Les séances accompagnées, lancées en 2021 par l'Agence nationale pour le développement du cinéma en région, au sortir du confinement, se pérennisent. Des critiques participent à ce dispositif d'animation des salles art et essai. Adrien Soustre, du Département Diffusion de l'ADRC, revient sur le succès de cet outil.

Vers quelles salles sont fléchées les séances accompagnées ?

Elles sont uniquement destinées aux salles art et essai, en majorité issues de la petite et de la moyenne exploitation. La moyenne exploitation, ce sont les salles qui enregistrent moins de 250 000 entrées par an. La petite exploitation, ce sont les salles dont la fréquentation est inférieure à 50 000 entrées.
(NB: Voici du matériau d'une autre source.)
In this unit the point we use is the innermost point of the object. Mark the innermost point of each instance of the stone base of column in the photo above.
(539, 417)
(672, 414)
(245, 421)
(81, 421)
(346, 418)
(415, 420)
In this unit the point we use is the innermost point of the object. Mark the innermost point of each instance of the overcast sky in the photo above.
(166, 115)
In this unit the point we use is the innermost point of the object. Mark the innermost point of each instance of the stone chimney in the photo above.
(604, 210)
La majorité des salles avec lesquelles l'ADRC travaille réalisent entre 20 et 100 000 entrées.

Cet outil participe d'une forme d'aménagement du territoire culturel cinématographique ?

Nous intervenons sur tout le territoire, mais notre action bénéficie essentiellement à des cinémas de proximité et des cinémas ruraux, à qui l'on propose un accompagnement avec un intervenant, avec un choix parmi quatre films dans le mois. Dès qu'une salle nous contacte, nous essayons d'identifier plusieurs salles à proximité, pour organiser une sorte de petite tournée en région. Cela évite un déplacement pour une seule séance et rend l'aventure plus agréable pour les intervenants qui viennent de loin. On essaie toujours de prévoir plusieurs dates d'intervention. 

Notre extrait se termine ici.